そんな願いを込めながら、最後はシャワーで丁寧に洗い流す。
最初は無表情だったレンの顔に、じわじわと血色が戻ってきて。
湯に浸かる頃には、肩の力がほんの少し抜けていた。
「レン。アヒルさん、楽しい?」
そう声をかけると、レンは返事のかわりに小さく頷いた。
言葉はない。だけどそれだけで十分だった。
「よかった。……ねぇ、そろそろ上がろっか?」
そう促すと、レンはこちらをじっと見つめる。
何も言わないけれど、目はしっかり「まだ遊びたい」と主張していた。
「そっか……でもなぁ。今日はレンのために、お子様ランチ作ったのになぁ」
その一言に、レンの反応がぱっと変わる。
目を輝かせて立ち上がり、湯をぱしゃっと跳ね上げて、椋の手をぐいっと引いた。
「ふふ、ほんとにわかりやすいんだから」
湯船を出たレンの手をそっと握り返しながら、椋は笑った。
「はいはい。まずは髪を乾かしてからだよ?」
脱衣所に出ると、椋はバスタオルを手に取り、レンの身体に残る水気をやさしく拭き取っていく。
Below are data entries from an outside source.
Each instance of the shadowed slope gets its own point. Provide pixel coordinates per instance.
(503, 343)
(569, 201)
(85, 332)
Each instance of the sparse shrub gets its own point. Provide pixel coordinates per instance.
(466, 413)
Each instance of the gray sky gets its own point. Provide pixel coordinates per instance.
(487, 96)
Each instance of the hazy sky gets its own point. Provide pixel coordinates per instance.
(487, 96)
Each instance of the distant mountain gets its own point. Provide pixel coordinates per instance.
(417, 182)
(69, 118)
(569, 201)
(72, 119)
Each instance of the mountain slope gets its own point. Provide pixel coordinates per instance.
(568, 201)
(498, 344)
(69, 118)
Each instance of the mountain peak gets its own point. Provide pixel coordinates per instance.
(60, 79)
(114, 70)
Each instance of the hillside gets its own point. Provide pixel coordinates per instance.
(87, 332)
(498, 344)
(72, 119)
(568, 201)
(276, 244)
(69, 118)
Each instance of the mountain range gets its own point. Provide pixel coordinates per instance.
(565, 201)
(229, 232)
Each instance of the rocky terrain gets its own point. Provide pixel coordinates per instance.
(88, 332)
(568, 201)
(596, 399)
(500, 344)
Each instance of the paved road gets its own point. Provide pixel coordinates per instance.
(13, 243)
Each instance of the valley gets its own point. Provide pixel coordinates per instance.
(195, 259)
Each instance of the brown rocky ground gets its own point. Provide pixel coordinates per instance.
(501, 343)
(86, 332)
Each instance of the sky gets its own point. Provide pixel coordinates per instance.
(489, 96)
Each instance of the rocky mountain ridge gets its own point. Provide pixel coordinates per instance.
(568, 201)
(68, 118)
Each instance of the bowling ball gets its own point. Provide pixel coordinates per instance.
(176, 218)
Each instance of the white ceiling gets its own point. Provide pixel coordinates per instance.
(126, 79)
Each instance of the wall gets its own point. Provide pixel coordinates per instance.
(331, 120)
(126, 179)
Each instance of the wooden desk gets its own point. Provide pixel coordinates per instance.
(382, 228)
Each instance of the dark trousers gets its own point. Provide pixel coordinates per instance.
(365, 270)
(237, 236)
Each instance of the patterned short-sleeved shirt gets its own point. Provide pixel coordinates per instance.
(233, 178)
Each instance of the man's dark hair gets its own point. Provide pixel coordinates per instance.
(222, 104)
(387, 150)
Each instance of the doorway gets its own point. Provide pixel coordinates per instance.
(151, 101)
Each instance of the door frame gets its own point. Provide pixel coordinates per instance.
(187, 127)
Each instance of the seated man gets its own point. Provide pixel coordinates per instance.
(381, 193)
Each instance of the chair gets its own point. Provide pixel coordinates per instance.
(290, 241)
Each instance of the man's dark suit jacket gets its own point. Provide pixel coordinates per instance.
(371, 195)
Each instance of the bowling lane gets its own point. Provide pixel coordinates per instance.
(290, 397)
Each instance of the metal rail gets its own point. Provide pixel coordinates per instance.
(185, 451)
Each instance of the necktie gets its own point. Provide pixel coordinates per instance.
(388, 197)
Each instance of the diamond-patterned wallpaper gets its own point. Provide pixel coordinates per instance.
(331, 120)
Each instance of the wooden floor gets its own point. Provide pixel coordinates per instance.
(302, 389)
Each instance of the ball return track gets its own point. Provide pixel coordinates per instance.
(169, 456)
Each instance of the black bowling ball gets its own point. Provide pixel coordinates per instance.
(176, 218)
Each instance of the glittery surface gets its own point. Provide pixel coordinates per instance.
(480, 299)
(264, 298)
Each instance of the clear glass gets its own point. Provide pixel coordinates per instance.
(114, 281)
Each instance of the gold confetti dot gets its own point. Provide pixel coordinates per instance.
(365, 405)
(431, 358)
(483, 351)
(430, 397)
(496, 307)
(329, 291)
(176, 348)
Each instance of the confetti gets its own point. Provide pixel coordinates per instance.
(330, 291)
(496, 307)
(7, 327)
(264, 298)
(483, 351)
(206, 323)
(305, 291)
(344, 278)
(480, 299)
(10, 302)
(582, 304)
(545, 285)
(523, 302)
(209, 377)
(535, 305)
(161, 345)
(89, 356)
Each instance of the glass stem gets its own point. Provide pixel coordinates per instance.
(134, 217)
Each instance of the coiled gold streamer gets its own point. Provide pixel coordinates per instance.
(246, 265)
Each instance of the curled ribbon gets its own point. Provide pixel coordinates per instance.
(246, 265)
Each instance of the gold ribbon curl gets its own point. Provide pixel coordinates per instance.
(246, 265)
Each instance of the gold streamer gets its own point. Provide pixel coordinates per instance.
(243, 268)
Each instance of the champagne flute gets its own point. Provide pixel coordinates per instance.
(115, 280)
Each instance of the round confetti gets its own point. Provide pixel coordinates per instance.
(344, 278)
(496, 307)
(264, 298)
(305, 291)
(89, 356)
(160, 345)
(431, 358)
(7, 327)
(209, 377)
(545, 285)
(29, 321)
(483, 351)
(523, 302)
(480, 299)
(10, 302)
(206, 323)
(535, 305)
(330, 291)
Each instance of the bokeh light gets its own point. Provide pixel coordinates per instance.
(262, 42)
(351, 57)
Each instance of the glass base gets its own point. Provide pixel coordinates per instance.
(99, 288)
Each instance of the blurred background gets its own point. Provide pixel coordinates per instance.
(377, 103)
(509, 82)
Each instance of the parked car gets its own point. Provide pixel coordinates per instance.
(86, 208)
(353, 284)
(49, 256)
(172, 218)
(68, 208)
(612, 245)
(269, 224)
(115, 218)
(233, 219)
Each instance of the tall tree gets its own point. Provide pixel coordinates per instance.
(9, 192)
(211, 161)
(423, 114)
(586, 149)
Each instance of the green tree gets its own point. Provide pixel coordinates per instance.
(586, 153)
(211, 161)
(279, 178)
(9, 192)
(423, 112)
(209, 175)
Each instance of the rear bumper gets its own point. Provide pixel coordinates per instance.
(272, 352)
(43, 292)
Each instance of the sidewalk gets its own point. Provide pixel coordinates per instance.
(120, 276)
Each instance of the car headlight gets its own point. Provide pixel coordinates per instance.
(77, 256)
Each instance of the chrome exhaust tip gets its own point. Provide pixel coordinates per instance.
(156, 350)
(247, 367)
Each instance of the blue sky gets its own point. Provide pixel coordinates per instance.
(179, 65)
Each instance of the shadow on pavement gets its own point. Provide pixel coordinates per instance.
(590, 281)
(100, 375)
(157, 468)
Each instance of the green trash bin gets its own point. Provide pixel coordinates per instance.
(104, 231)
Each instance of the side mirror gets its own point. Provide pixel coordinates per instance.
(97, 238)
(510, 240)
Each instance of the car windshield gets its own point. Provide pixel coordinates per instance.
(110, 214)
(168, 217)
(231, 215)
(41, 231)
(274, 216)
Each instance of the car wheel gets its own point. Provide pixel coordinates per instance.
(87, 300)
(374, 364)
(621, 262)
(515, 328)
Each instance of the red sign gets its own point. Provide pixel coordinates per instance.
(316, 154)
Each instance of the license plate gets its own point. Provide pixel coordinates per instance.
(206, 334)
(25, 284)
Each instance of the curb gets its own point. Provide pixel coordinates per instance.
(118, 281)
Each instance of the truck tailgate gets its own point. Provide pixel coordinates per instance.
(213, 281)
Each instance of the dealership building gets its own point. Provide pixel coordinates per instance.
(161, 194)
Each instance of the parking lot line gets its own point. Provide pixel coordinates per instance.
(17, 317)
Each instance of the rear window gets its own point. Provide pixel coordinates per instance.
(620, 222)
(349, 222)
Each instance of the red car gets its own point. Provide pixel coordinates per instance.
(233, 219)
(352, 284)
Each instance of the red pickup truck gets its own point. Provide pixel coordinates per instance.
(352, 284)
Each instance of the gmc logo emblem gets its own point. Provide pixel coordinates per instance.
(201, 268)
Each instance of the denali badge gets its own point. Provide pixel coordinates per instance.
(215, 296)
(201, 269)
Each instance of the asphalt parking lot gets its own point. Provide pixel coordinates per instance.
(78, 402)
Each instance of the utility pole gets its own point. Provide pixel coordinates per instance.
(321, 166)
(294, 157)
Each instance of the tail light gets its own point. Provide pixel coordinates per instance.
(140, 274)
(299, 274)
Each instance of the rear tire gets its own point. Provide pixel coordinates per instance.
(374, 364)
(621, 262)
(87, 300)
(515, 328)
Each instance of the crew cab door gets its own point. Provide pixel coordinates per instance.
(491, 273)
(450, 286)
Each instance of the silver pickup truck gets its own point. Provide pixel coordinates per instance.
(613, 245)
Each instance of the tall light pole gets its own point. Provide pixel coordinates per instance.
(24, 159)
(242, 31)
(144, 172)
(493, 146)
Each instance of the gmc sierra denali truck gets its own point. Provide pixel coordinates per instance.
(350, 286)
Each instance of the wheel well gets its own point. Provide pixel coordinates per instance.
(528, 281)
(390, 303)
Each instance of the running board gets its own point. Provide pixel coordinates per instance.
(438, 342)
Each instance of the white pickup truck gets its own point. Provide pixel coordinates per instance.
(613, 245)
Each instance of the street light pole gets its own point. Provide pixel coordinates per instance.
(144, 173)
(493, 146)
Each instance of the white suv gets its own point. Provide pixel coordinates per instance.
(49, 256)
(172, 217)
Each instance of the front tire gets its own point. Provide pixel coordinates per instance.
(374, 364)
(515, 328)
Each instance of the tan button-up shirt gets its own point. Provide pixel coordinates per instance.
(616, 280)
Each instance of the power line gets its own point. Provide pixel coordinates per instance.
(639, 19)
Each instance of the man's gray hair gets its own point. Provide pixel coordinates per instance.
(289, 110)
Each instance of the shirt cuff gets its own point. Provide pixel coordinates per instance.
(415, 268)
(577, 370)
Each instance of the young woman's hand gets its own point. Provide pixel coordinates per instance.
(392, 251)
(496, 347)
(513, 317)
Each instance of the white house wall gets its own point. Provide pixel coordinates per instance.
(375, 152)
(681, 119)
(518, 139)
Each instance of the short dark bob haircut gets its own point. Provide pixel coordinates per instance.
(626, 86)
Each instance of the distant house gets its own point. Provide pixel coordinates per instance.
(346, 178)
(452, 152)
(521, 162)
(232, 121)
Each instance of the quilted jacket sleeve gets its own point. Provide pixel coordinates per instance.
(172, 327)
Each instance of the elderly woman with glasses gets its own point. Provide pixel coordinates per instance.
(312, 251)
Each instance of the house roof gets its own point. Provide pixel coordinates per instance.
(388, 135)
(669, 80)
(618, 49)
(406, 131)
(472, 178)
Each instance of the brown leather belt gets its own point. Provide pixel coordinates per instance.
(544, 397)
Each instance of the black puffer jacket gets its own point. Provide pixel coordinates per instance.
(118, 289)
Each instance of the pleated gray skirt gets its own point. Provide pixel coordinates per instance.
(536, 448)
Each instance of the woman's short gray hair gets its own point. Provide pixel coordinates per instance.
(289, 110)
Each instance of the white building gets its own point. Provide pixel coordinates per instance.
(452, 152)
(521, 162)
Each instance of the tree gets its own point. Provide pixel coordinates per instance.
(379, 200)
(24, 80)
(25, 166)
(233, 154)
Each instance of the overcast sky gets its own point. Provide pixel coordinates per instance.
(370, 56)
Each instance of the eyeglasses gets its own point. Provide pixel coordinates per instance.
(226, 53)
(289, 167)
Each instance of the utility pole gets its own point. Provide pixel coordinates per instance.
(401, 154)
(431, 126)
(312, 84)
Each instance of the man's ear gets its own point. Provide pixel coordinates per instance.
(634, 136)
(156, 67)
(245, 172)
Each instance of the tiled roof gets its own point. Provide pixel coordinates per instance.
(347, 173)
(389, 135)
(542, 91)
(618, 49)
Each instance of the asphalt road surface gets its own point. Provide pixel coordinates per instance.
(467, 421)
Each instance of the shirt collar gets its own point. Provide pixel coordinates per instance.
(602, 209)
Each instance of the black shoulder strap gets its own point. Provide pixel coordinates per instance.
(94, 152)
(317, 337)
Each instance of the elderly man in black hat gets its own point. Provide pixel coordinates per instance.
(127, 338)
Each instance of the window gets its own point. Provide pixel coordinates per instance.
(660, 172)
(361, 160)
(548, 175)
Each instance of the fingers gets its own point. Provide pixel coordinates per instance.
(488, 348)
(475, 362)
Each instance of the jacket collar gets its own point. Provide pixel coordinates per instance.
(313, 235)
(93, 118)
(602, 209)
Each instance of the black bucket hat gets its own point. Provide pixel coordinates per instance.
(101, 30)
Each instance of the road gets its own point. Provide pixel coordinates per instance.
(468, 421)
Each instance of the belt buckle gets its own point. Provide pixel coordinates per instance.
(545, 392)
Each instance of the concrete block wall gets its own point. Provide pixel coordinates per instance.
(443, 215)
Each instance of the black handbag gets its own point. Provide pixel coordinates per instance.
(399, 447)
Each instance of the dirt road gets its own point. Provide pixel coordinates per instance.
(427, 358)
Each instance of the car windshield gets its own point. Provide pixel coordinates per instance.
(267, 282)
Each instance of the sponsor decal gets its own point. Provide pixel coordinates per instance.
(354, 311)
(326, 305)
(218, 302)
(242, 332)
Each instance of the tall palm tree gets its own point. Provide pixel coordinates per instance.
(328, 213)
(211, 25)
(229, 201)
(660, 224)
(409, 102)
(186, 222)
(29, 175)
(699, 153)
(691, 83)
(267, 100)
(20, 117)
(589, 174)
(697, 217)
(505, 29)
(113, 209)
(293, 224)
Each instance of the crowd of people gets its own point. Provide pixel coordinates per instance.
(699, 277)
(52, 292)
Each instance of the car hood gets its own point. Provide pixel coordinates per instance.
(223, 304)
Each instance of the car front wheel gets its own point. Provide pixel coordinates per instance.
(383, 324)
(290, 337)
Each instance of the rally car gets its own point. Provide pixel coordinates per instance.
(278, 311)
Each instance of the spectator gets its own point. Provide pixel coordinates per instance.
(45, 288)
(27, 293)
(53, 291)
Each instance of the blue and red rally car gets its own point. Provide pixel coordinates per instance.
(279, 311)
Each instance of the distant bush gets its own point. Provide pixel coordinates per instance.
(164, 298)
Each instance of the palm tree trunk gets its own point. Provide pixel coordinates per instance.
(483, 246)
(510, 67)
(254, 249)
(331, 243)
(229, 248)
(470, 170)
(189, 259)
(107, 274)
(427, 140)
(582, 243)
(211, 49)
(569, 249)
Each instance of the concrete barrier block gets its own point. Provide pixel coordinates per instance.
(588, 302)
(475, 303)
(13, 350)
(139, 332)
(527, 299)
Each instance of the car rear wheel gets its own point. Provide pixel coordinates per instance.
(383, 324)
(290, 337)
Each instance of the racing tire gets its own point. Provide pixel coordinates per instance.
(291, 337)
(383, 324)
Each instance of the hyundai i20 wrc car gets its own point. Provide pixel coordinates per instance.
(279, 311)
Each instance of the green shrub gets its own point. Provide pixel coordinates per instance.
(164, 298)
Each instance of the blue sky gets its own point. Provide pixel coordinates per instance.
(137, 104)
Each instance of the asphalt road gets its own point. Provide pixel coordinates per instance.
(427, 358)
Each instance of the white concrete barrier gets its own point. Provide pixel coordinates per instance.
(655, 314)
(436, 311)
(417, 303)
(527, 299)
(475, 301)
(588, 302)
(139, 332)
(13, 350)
肩、腕、背中、胸、脚へとタオルを滑らせるたびに、レンは目を細めて気持ちよさそうにしていた。
しなやかに引き締まった体つきは、日頃の努力のたまもの。
思わずドキッとするけれど、椋はなるべく顔に出さないように気をつけた。
「はい、バンザイして」
椋の声に、レンは素直に腕を上げる。
ふわふわのミルクティーカラーのパジャマをそっと着せていく。
クマの耳がついたフードがかわいくて、椋が一目惚れして買ったものだ。
最初はちょっと恥ずかしがってたけど、今ではレンのお気に入り。
「うん、似合ってる。今日もかわいいね」
何も言わなかったけど、レンはふわっと視線をそらして、照れているみたいだった。
レンとお揃いの、やわらかなミルク色のルームウェアに袖を通す。
素材も色味も同じだけれど――椋のは前開きのボタン仕様で、少しだけクラシカルなデザイン。
濡れた髪をタオルでざっくりと包みながら、鏡の前で手早く整える。
支度が整ったところで、もう一度、レンのもとへ。
レンの頭をタオルでそっと包み込み、ぽんぽんと水気を吸い取りながら、指先でていねいに髪を拭きあげる。
拭き終わると、ヘアオイルを手のひらに垂らし、温めてからやさしく髪全体へ馴染ませていく。
「少し熱くなるよ。……いくね」
椋がドライヤーのスイッチを入れて、レンの後ろに立つ。
ふわりと温風が流れると、レンはすっと目を閉じた。
椋の指先が髪を梳かすたびに、湯上がりのやさしい香りがふわっと広がる。
「もうすぐ、サラサラになるよ」
髪がすっかり乾くころには、レンの表情はとろんとゆるみ、すっかりリラックスしていた。
「はい、おしまい。いい子にできたね」
椋がそう言って髪を整えると、レンはそっと椋の袖をつまんだ。
「はいはい。わかってるって」
椋は微笑んで、その手をそっと取る。
レンは素直に握り返してきて、ふたりはそのまま並んでキッチンへと向かった。